Distribution of the sequences of characterized (experimental/predicted) TonB-dependent transporters (TBDTs). The grey dashed frame from Figure 1B is shown here containing expTBDTs and pTBDTs, which are marked by colored symbols and a number, which corresponds to the numbering in column 1 (see Additional file 1, [1419, 22, 34124]). Symbols are used to enhance the readability of the figures and are explained on the bottom right. The dashed frames are shown in a magnified view on the bottom. Circles define regions without functionally characterized TBDTs. For regions XI and XII the substrates are indicated on the left. The region numbering is explained in the text.

Region I

This consists of 19 clusters with at least five sequences and 10 of them have assigned functions which include porphyrin, lacto-/transferrin and nickel transporters (Figure 2). Cluster 11 contains the sequence of the copper chelate binding protein OprC (sequence 1, for references see Additional file 1, [1419, 22, 34124]). A group of clusters (15, 17, 18, 59, 86 and 107; sequences 11-28) are comprised of heme-transporting (HmbR) proteins. Remarkably, the two enterobactin (catecholate; see Additional file 1, [1419, 22, 34124]) transporters VctA (cluster 59; sequence 28) and FetA (cluster 15; sequence 27) are located within the porphyrin group. This finding corroborates the observation that VctA and FetA are, supposedly, involved in transporting porphyrin [126, 127]. In cluster 16, the LbpA or TbpA proteins are found (sequences 29, 30). There is also a small cluster (112) which contains nickel-transporting TBDTs with a single expTBDT (sequence 31, FrpB4).

Region II

This contains 20 clusters, three of them represented by expTBDTs (cluster 4, 12, 40). In cluster 4 the experimentally confirmed cobalt-complexing vitamin B12 transporter BtuB (sequence 32) is present.
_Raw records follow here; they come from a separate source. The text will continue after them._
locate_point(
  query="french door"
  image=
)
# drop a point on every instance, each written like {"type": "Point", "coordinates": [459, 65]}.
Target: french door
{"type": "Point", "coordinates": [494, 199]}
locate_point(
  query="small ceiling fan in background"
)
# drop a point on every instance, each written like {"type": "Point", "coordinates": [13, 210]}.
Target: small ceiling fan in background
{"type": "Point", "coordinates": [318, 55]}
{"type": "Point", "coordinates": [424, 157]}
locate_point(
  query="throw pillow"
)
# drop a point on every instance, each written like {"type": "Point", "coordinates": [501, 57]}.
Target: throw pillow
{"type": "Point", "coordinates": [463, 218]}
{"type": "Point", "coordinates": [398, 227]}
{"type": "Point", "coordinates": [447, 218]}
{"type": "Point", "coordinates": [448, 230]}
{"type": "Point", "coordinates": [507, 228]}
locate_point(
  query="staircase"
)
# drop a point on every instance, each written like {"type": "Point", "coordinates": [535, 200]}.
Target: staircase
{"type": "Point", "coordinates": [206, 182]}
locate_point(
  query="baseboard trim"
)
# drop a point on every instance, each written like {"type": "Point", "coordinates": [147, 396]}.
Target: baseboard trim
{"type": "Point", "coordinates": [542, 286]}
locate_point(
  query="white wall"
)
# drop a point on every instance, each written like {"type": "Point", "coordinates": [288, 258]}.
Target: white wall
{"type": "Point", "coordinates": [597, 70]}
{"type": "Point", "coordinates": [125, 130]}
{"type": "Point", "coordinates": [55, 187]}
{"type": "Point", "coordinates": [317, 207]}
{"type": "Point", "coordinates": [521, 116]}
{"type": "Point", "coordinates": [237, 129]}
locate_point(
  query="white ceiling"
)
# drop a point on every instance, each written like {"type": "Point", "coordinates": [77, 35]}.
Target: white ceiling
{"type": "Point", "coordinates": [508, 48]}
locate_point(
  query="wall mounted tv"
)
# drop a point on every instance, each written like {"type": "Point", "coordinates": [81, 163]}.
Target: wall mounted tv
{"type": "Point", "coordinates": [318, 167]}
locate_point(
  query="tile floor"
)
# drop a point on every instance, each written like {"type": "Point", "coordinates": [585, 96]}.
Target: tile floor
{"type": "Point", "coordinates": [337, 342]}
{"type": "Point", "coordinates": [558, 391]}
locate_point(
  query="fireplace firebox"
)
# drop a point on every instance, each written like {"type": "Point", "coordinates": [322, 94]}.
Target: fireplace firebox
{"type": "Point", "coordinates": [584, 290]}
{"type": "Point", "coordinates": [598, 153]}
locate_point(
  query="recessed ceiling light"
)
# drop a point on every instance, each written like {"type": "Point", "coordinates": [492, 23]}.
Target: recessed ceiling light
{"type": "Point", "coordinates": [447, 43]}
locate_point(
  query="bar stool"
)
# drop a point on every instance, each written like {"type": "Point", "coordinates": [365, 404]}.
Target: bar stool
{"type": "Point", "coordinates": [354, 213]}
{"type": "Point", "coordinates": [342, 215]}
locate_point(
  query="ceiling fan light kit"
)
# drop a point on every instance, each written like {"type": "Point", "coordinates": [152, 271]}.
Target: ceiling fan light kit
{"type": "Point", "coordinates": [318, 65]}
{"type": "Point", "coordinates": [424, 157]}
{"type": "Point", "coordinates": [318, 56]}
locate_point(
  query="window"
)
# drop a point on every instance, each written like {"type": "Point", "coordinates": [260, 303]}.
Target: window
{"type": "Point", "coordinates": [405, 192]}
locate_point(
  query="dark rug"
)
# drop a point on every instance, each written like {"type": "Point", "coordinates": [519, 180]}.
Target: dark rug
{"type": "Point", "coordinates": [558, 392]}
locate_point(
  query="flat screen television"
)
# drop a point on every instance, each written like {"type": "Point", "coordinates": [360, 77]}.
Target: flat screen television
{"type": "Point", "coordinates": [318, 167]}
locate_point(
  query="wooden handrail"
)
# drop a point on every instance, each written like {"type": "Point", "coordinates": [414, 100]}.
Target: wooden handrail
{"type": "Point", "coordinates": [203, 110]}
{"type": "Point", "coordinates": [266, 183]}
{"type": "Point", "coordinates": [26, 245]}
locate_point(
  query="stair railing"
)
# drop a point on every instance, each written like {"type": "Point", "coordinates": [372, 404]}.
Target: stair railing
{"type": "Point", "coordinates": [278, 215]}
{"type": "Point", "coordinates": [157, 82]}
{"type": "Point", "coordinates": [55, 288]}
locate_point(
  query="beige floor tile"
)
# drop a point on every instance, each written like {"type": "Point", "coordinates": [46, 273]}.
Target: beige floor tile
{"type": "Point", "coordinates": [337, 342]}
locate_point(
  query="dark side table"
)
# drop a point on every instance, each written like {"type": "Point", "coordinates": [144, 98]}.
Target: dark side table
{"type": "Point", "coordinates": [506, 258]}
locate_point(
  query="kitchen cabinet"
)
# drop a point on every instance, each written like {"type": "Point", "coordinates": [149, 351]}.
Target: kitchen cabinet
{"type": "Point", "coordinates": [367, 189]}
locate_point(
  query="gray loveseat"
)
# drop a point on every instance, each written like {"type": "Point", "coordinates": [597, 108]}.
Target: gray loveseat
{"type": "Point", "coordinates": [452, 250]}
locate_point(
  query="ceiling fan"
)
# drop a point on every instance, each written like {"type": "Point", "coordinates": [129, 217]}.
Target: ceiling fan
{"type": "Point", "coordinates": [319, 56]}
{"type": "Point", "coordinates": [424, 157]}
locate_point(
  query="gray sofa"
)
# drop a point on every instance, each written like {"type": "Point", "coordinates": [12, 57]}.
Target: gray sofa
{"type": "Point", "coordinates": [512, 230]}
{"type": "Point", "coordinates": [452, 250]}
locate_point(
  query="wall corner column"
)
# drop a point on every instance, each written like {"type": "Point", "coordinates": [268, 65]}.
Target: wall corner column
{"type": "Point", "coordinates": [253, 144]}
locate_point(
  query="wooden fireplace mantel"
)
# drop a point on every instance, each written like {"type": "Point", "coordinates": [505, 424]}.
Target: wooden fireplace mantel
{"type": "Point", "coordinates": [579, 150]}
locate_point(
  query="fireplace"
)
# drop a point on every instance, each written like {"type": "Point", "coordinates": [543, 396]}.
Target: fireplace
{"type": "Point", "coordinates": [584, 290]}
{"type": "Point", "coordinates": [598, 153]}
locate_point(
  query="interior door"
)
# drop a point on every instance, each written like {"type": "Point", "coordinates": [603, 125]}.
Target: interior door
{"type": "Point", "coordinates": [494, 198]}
However, in the same cluster, and in clusters 160 and 165, predicted BtuBs were identified (sequences 33-39). Cluster 12 contains IrgA, BfrA or IroN sequences (No. 2-10) transporting enterobactin, DHBS (catecholate) or salmochelin (glycosylated catecholate). In addition, a myxochelin (catecholate) transporter (sequence 40, cluster 40) occurs in region II.

Region III

Cluster 10 is defined by sequences of the aerobactin/rhizobactin (Citrate-hydroxamate; see Additional file 1, [1419, 22, 34124]) transporters IutA and RhtA (sequence 41 and 42).

Region IV

The largest cluster in region IV (No. 82) contains the sequences of the ferric rhizoferrin (carboxylate) transporter RumA and the diferric dicitrate transporter FecA (sequences 44 and 45).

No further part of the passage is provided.